Waltz questions how the Atlantic editor 'somehow' got 'sucked into' the Signal chat
National security adviser Mike Waltz questioned how The Atlantic's editor-in-chief, Jeffrey Goldberg, was added to a Signal group chat with national security officials who were communicating about a U.S. airstrike in Yemen targeting Houthi rebels.
"I'm not a conspiracy theorist, but of all the people out there, somehow this guy who has lied about the president, who has lied to Gold Star families, lied to their attorneys, and gone to Russia, hoax, gone to just all kinds of links to lie and smear the president United States, and he's the one that somehow gets on somebody's contact and then get sucked into this group,” Waltz said during a Tuesday evening appearance on the Fox News’s “The Ingraham Angle.”
Throughout the interview, the national security adviser suggested Goldberg's number was labeled under a different name in his contact list, which resulted in the journalist being added to the message chain.
“I didn't see this loser in the group. It looked like someone else,” Waltz told host Laura Ingraham.
“Now, whether he did it deliberately or it happened in some other technical mean, is something we're trying to figure out,” he added.
The senior-level Trump cabinet member said he took "full responsibility" for the mistake and said Goldberg's addition was not the fault of a staffer while recognizing that the person he intended to add never joined the chat. Waltz declined to name the individual in question.
Both Waltz and Secretary of Defense Pete Hegseth allege that no “classified information” or “war plans” were shared in the chat which reports from The Atlantic contest.
“That’s a lie. He was texting war plans,” Goldberg said during a Monday appearance on CNN. “He was texting attack plans. When targets were going to be targeted; how they were going to be targeted; who was at the targets; when the next sequence of attacks was happening.”
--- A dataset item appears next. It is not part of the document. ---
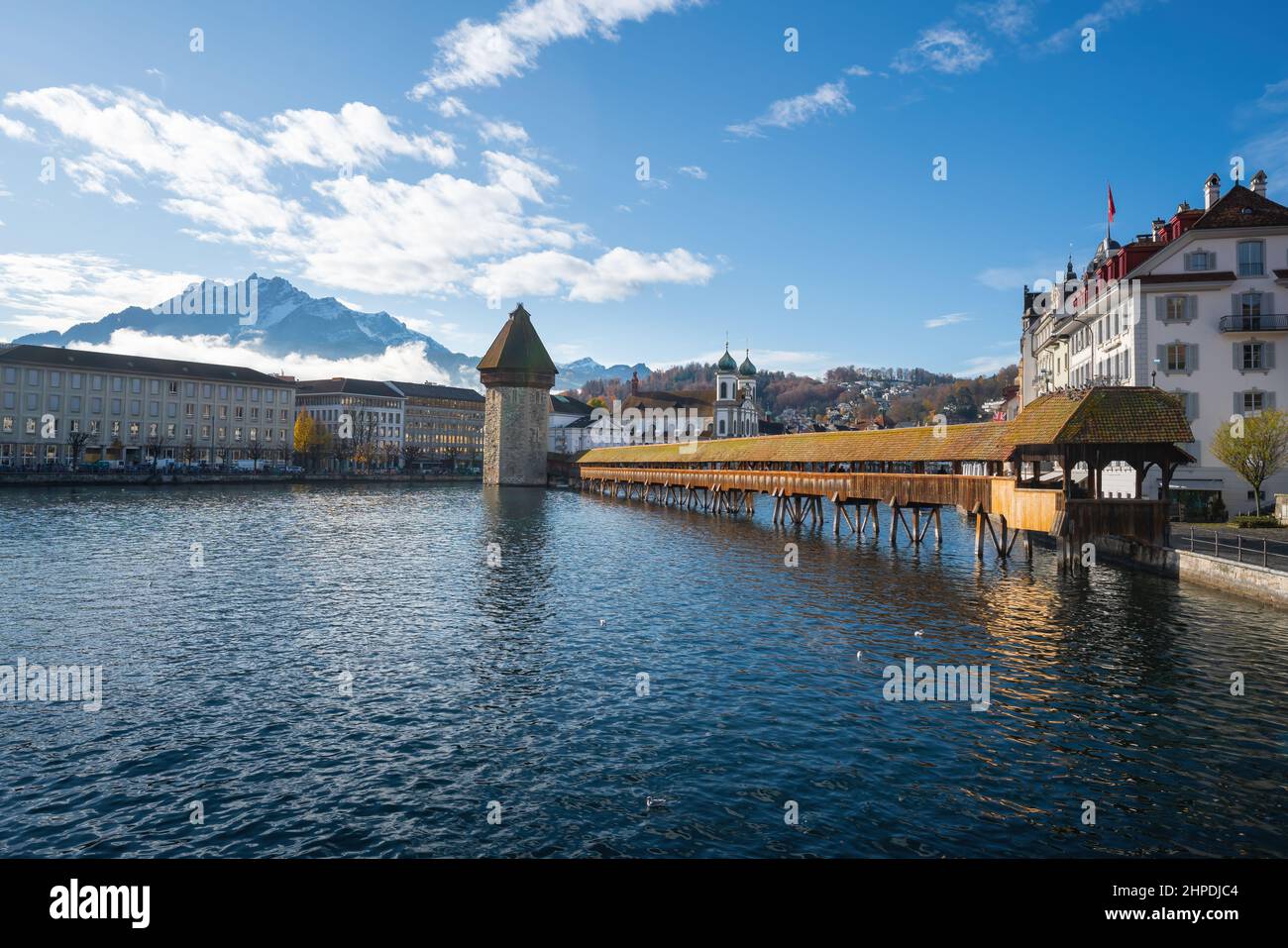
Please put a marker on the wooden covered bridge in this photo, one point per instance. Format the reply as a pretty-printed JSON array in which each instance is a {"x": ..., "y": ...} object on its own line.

Even without direct knowledge of specific war strategy, Rep. Don Bacon (R-Neb.) mentioned that foreign adversaries Russia and China likely saw the contents of the chat due to Waltz’s trip abroad during communications.
Despite criticism from lawmakers, the Trump administration has touted the strike's success in Yemen and said it has full confidence in Waltz's ability to lead national security efforts.
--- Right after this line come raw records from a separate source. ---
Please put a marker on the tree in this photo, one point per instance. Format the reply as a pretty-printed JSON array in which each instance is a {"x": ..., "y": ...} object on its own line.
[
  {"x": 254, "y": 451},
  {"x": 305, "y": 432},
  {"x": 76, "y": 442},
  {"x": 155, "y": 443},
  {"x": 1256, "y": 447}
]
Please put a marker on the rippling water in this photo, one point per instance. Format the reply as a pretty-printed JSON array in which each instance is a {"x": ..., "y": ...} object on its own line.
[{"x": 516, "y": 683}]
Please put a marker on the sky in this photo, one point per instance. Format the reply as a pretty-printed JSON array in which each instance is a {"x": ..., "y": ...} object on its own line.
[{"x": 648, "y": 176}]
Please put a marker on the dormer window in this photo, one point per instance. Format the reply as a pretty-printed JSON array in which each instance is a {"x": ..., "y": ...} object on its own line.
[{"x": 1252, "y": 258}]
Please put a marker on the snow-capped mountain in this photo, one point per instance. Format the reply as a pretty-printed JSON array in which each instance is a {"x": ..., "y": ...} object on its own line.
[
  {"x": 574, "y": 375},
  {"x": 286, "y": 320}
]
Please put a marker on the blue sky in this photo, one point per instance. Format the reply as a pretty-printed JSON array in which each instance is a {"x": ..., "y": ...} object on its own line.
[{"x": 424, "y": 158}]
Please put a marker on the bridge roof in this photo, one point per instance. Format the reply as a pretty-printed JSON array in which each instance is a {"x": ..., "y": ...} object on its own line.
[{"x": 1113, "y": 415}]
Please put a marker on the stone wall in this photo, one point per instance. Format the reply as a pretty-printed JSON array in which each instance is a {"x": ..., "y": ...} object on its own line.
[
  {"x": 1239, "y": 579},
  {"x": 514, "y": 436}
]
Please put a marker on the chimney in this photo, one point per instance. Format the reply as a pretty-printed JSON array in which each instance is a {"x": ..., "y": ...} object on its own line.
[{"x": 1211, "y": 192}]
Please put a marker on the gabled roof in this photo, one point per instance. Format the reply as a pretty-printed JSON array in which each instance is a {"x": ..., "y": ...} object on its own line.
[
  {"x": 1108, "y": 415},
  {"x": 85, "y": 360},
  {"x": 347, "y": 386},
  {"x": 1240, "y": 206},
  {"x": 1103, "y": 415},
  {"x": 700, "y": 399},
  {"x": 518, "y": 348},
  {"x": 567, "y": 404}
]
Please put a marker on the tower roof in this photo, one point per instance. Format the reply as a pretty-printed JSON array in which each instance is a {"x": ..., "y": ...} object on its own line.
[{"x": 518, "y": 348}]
“Michael Waltz has learned a lesson, and he’s a good man,” Trump told NBC’s Garrett Haake later adding it was “the only glitch in two months, and it turned out not to be a serious one.”
Waltz said he would work to make sure future mistakes in regard to national security communication do not happen again.
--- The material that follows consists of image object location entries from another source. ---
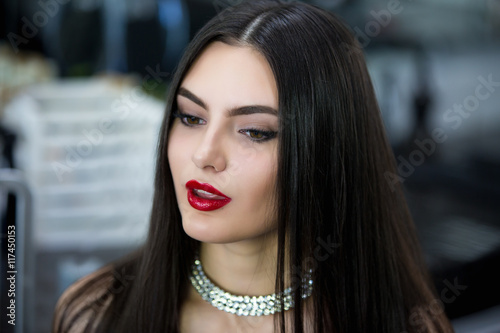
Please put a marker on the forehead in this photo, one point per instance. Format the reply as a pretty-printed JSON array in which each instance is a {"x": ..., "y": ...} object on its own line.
[{"x": 232, "y": 75}]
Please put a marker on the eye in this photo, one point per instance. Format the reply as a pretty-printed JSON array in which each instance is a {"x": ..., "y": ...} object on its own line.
[
  {"x": 259, "y": 135},
  {"x": 188, "y": 120}
]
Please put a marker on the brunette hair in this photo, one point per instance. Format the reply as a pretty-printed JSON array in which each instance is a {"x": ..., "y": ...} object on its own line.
[{"x": 337, "y": 214}]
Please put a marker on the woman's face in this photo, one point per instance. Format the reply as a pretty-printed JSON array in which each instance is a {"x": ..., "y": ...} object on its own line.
[{"x": 222, "y": 146}]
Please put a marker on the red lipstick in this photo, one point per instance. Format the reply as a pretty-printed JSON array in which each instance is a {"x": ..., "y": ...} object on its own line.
[{"x": 205, "y": 197}]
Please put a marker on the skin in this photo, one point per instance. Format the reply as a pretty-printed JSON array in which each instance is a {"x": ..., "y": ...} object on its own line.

“It's embarrassing. Yes, we're going to get to the bottom of it. I just talked to Elon on the way here. We've got the best technical minds looking at how this happened. But I can tell you, I can tell you, for 100 percent I don't know this guy,” Waltz told Fox News.
“I know him by his horrible reputation, and he really is the bottom scum of journalists. And I know him in the sense that he hates the president, but I don't text him. He wasn't on my phone. And we're going to figure out how this happened,” he added.